Top Five Fridays - May 22, 2015 // Ski Industry News

Top Five Fridays - May 22, 2015: Lead Image

#1: Bored of Traditional Skiing? Check Out These New Ways to Ski.


For some people, skiing can get boring. Whether you’re at the same hill skiing the same runs every day, or you’re just tired of doing the same old tricks you’ve always done, most skiers have had days that were less exciting. We can only guess that’s what inspired these two videos:

Third Person "Video Game" Skiing

Soccer Skiing

#2: Utah Ski Resorts See Lowest Visits in the Last 9 Years


Top Five Fridays - May 22, 2015: Low Snow in Utah

Following up on our report last week regarding the Mountain Pact’s letter to the Department of the Interior, we have more news regarding the effects of climate change on the ski industry. According to Ski Utah, this season saw the fewest number of day visits to a resort within the last nine years. Many would blame the lackluster snowfall this season, with snow totals tallying up to less than half of their average.

#3: Chinese National Mogul Ski Team Training at Arapahoe Basin


The Chinese National Mogul Team's been relatively shy in front of the camera.
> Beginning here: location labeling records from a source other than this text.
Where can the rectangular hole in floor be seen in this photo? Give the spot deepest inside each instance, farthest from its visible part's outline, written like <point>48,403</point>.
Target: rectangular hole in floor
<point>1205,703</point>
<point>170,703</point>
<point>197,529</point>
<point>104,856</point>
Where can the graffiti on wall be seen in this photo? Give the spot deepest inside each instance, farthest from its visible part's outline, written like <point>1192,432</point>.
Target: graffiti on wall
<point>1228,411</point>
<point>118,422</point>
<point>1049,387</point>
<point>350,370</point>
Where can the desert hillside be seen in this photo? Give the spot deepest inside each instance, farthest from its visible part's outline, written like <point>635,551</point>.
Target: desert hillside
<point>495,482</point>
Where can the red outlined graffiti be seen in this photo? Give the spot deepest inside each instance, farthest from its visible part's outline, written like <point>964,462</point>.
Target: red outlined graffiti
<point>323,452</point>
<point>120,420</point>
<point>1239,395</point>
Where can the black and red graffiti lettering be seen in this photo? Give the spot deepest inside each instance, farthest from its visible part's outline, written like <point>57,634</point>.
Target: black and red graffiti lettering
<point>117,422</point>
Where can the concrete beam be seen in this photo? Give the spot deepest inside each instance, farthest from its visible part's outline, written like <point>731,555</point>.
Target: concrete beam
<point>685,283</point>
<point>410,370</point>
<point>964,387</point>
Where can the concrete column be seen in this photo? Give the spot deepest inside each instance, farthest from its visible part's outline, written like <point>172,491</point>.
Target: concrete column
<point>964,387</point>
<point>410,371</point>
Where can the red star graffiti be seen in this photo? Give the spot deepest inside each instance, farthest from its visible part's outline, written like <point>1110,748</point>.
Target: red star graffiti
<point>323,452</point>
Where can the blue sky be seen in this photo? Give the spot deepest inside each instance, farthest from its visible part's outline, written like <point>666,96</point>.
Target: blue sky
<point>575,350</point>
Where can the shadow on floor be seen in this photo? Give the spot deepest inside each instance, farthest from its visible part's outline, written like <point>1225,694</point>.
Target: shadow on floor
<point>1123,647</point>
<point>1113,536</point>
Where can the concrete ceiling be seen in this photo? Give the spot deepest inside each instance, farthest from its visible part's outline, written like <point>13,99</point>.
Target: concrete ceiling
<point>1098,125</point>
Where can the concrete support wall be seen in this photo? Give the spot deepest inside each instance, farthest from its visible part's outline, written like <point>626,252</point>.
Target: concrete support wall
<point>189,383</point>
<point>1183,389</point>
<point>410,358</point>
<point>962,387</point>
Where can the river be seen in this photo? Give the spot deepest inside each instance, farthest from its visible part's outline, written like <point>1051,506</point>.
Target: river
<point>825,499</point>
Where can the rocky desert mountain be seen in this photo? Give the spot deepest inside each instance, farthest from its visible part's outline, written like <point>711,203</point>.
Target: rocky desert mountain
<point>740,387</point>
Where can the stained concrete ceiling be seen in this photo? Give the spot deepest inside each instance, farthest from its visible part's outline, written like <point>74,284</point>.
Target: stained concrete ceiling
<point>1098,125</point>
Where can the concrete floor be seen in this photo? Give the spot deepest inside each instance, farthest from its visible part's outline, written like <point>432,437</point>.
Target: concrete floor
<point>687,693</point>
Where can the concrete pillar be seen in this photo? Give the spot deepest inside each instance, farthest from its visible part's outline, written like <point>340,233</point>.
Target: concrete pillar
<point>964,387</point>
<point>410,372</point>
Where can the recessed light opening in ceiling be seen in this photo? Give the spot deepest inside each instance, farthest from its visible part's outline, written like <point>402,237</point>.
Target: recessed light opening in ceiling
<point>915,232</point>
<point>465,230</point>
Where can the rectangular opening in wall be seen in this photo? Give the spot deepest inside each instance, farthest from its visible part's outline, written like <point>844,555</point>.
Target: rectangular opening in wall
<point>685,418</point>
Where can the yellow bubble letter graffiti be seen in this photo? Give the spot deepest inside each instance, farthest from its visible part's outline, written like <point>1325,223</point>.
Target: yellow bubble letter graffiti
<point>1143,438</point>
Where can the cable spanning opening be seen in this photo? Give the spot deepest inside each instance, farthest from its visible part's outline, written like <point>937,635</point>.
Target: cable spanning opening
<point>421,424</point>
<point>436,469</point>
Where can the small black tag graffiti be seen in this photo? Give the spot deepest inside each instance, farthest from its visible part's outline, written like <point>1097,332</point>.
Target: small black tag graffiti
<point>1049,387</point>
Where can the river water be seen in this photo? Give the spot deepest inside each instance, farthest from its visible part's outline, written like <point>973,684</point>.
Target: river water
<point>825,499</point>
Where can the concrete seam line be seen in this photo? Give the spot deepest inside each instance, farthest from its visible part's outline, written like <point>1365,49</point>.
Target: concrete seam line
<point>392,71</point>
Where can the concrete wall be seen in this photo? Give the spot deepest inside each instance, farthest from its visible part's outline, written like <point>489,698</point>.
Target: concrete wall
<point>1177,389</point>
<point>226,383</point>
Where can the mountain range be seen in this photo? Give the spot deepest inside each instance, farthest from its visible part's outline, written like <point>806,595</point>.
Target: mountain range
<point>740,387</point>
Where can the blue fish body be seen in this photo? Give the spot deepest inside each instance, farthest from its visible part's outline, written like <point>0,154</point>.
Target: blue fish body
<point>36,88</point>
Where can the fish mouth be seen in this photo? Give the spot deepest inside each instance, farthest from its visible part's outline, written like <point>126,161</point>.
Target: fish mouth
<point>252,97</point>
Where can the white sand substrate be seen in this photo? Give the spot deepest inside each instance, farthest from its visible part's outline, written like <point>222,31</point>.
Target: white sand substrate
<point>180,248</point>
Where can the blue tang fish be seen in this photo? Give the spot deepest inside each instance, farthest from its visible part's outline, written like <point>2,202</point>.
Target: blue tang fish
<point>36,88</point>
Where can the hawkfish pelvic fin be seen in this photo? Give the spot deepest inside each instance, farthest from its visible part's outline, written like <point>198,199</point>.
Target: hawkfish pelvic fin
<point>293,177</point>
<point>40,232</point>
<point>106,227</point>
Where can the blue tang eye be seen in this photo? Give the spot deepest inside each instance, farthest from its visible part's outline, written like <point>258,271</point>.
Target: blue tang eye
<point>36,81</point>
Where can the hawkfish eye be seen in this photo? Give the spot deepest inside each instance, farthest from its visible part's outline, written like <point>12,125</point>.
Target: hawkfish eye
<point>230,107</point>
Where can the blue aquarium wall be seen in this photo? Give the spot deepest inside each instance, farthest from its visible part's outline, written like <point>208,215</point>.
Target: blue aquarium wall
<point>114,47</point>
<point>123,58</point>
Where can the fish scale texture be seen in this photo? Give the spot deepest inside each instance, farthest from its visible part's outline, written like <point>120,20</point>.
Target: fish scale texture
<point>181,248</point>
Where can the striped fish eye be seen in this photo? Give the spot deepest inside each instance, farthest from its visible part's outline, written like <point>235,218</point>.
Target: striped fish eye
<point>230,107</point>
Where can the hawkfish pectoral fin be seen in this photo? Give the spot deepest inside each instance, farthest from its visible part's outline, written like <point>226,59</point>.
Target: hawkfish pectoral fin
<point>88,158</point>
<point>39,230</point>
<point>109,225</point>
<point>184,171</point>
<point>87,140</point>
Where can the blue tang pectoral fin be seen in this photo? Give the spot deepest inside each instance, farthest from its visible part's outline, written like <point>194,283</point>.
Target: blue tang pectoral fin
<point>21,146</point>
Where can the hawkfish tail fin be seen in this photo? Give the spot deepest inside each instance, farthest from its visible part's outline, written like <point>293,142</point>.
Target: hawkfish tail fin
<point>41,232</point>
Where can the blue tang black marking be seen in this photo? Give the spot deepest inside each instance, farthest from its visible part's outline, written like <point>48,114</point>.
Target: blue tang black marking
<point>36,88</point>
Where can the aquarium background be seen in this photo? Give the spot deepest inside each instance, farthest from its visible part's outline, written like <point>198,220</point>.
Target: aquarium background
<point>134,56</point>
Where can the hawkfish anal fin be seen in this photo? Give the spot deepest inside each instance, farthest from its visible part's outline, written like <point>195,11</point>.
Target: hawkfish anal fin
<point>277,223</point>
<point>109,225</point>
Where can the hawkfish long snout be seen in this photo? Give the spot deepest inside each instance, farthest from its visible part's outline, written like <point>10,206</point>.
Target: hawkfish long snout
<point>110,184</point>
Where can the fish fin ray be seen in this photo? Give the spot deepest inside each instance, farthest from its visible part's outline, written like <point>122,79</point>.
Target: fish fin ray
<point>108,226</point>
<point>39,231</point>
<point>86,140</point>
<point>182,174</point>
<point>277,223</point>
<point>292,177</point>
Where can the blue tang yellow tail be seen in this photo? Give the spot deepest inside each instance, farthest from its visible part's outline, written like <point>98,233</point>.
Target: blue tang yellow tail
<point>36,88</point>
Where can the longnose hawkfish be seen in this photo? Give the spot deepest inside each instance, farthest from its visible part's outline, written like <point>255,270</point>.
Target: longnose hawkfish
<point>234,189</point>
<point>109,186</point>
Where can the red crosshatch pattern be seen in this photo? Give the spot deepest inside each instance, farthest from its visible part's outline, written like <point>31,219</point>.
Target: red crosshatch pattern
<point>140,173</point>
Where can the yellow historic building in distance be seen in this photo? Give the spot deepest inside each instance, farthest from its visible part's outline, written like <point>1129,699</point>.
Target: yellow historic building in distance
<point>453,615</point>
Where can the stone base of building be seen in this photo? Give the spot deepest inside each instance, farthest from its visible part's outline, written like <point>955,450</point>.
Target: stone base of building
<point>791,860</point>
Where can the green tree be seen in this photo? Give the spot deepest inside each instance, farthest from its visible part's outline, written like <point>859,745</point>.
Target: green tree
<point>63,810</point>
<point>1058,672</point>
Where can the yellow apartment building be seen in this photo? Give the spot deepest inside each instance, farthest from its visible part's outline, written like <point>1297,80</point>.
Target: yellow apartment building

In place of a photo, please enjoy this clip of China's current biggest contribution to skiing: The Chinese Downhill.

With freestyle skiing becoming more prevalent on a global stage following the 2014 Sochi Olympics, the Chinese National Mogul Ski Team has made it their goal to become one of the world’s most elite teams. Of course, they have a long ways to go. After being founded in 2007, the team was only able to send one athlete to represent their country at the 2014 Sochi Olympics.

That’s probably why the team made the decision to spend two months training at Arapahoe Basin with their coach Scott Rawls- former coach of the U.S. Mogul team. In an effort to help increase their overall skiing abilities and confidence, Rawls has had the team free skiing all over the mountain including some of the resorts more challenging terrain.

So if you’re still making turns up at Arapahoe Basin and you run into a Chinese skier in a red jacket that says, “China” on the back, then you might want to shake their hand. You may have just met an Olympian in the making!

#4: U.S. Ski Team Adds a National University Team


Top Five Fridays - May 22, 2015: Griffin Brown Joins U.S. Ski Team

Griffin Brown of the University of Vermont Ski Team. Photo Courtesy of the Waterbury Record.

Speaking of national ski teams, there’s some good news coming out of the U.S. Ski Team this week regarding college athletes. Until recently, ultra talented skiers in high school had a difficult decision to make their Senior year. Should they try and jumpstart their career as a ski racer by trying to make the U.S. Ski Team? Or, should they continue their education by attending college and competing on the collegiate level? To make the decision even more difficult, it’s been a long held belief that attending college often lowers a skier’s chances to make the U.S. Ski Team as they usually select skier straight out of high school and ignore those graduating college. This is in stark contrast to other professional sports organizations such as the NFL or NBA who typically select their talent from the pool of athletes who are ready to leave college.

All of that is, of course, until this past week when the U.S. Ski Team announced the creation of their “National University Team” for alpine ski racing. This new segment of their roster is intended to help develop the talent of collegiate skiers, making them even more prepared for the U.S. Ski Team upon graduation than the High School Hopefuls. Nominated for the team this year are Alex Leever (University of Denver), Brian McLaughlin (Dartmouth College), Garret Driller (Montana State University), Griffin Brown (University of Vermont), Sandy Vietze (University of Vermont), and Tanner Farrow (Westminster College). Congrat boys!

#5: And Now, the Edit of the Week:


The most impressive part of this edit probably isn’t the skiing. More likely, it’s the fact that Tim Swartz broke his leg half way through the season, and was still able to put together an edit with so many big lines, big drops, and big (sometimes double) backflips. With an edit this entertaining coming out of a season with low snowfall and a broken leg, you can put us in the group of people who’re excited to see what next year holds for Tim.